Saturday, June 1, 2013

Quality Time - Jerry Karn


I don’t know anyone who is isolated, but I have recently observed that many of the people around me are getting older.  This may not strike you as such a perceptive thought, but I mean getting older as in affecting speech, hearing, sight and memory.  I guess this could isolate them.  Take my two younger sons, Brian and Russell.  The products of my later propagation period, they are testimonials to the argument against second litters.   They have every right to age, of course, but at 22 and 23 respectively, it seems a bit premature.  Their speech, for example has suffered recently.  Never particularly articulate, they now speak in a subdued mumble.  This is a problem that’s become progressively worse.    

Their hearing is also a problem.   When I tell them to speak up, they don’t appear to hear nor repeat louder.  This doesn’t prove hearing loss, of course, and I can’t discount a certain contrary streak.  It seems to run in their family.  I know a lot about this streak, I mean hearing, as I have had several hearing tests over the years.  I think they have lost the ability to enunciate their s’s and t’s so important for speech intelligibility.  I have repeatedly urged them to emphasis these consonants, but to no avail.  

This brings up the problem of sight loss.  They don’t seem to see the wisdom of my advice.  And what was the last point?  Oh, memory, they are losing their memory.  I forget when they first started losing it, but it was about three years ago.  They don’t seem to remember who’s in charge and on our recent trip, they have definitely forgotten who owns the truck.  They think of the truck as a collection of parts.  They own the radio, driver’s seat and the right to determine where it goes.  I own the gas tank and only have sole ownership if parts are needed or if stopped for speeding.  I have warned them before, I’m going to speak to their parents.

Well, I’m not giving up on them.  Even at their age they still have some potential.   So when they approached me again about a camping trip, I acquiesced, feeling it could be a teaching moment.  They suggested Glacier National Park or Alaska remembering our camping trip in Yellowstone years ago. but I felt we might start with Virginia.  

So on Monday, Russell, Brian and I packed the tent, canoe and some camping equipment in the old truck and headed west.  We had a small window before Brian went to NY to start his first job as an engineer and Russell began graduate school in architecture.  There was a lot of discussion as to whether we could make it.  I assumed they were talking about the truck.  It was old and often wouldn’t start.  I heard them remark it might just die along the way.  That’s when Brian gave me a measured look and suggested bringing a large ziplock bag.   Even as I pondered the ridiculous notion of bagging a truck, I recalled the black humor often employed by my sons. 

Our trip was a meandering drive through Virginia, West Virginia, Tennessee, Kentucky, Arkansas, Oklahoma and Missouri, with both the truck and I doing better than expected. We survived to tell of “The Rodeo of the Ozark's” and of watching a guy herd buffalo into a high platform on a truck to be driven out of the arena.  I guess everyone has to do something.  We saw big brown trout in the White River that had no appetite for our lures, the stainless gleam of Eero Saarinen’s Gateway Arch reflected in the Mississippi and canoed the rapids below the New River Gorge Bridge in West Virginia.  
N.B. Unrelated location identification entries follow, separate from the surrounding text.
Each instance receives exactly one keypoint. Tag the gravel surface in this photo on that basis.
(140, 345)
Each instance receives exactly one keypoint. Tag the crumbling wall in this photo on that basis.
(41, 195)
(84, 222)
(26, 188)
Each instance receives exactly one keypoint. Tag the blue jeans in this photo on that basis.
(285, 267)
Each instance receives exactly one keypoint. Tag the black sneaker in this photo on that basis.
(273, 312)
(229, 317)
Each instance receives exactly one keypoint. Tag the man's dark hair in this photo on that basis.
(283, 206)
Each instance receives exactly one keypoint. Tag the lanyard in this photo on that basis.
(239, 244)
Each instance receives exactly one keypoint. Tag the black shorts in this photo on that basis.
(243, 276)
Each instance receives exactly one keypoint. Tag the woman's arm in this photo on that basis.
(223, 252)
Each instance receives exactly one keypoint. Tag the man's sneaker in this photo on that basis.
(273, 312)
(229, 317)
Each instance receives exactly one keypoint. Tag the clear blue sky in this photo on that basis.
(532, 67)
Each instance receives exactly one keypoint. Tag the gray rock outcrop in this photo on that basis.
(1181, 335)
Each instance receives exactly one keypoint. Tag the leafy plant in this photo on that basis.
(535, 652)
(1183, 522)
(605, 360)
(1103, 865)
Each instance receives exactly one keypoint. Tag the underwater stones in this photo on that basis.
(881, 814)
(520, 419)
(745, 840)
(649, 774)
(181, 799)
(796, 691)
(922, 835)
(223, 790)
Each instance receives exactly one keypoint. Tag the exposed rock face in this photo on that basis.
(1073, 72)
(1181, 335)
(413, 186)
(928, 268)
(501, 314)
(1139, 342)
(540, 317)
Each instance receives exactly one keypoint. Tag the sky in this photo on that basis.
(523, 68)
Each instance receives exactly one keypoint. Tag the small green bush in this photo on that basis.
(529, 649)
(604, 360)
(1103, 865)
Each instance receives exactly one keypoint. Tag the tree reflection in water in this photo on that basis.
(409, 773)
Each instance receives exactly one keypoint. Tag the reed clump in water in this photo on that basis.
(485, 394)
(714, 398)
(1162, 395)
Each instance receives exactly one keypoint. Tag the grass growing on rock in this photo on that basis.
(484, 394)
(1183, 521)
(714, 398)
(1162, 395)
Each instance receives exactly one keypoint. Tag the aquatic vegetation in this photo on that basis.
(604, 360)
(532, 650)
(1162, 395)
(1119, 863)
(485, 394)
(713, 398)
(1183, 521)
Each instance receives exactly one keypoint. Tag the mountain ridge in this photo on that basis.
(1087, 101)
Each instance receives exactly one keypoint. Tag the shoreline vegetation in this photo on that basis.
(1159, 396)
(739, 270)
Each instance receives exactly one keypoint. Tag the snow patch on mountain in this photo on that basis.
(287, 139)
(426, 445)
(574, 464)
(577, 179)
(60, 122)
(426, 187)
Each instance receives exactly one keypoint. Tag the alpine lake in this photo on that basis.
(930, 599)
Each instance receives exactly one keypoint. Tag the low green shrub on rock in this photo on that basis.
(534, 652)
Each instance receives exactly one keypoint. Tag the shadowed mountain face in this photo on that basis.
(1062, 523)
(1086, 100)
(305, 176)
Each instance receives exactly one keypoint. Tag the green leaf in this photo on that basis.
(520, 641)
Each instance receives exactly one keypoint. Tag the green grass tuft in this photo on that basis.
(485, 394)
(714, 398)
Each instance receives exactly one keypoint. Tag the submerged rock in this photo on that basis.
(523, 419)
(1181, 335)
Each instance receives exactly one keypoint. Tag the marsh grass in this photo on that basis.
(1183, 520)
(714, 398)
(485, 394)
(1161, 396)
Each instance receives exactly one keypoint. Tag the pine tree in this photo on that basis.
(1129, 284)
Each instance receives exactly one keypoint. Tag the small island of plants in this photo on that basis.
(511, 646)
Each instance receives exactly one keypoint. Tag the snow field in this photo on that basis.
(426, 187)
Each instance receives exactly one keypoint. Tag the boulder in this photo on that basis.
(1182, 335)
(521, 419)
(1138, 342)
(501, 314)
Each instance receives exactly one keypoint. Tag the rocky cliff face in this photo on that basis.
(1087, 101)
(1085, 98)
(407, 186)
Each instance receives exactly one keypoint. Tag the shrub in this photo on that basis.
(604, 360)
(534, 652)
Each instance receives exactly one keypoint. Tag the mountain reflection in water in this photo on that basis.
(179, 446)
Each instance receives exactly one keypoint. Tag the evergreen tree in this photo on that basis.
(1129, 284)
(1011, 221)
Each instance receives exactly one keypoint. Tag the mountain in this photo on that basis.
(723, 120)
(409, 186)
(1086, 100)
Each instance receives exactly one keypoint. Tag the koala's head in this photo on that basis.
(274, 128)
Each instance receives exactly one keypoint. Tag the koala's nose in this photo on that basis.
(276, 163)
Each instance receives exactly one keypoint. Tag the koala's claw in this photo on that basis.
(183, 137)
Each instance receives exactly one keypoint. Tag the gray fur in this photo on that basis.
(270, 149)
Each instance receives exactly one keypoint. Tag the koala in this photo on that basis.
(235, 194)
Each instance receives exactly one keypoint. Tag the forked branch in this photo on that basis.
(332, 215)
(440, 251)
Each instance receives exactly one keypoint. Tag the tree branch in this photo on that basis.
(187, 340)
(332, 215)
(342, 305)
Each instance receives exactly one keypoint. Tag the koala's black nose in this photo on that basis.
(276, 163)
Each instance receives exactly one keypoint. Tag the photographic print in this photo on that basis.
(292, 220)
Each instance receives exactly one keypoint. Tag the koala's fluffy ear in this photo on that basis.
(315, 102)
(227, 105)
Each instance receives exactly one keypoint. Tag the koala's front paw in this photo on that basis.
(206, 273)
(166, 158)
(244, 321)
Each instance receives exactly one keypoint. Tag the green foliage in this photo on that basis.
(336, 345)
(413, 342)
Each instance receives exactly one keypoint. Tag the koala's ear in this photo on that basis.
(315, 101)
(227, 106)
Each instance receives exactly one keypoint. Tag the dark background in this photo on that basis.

Our camping took on a sort of routine with Brian taking charge of tent erection, developing such pride in his speed and efficiency that he rejected all my suggestions for further improvement.  He even became somewhat resentful. This gave me the opportunity to concentrate on Russell.  He was the guy that unpacked the truck and generally set up camp.  Once he got my chair placed, I was able to give him much of the advice that Brian was rejecting.  Now Russell has always been more receptive and for the first day I felt we were making real progress.  But then I sensed through body language and the occasional baleful stare that his receptivity might be waning.   Now I can take a hint, as their small minds are still developing.  Perhaps they just need more space.  So I determined to continue give advice, just at a distance.  We returned relatively unscathed and still speaking, I, giving advice and they, suggesting I shut up.

In retrospect I DO NOT RECOMMEND THIS.  Children do not necessarily make good traveling companions.  As previously explained, mine are generally poor conversationalists, refuse to heed my advice and kept making me sit in center seat.  They are OK; just seem to lack good genes.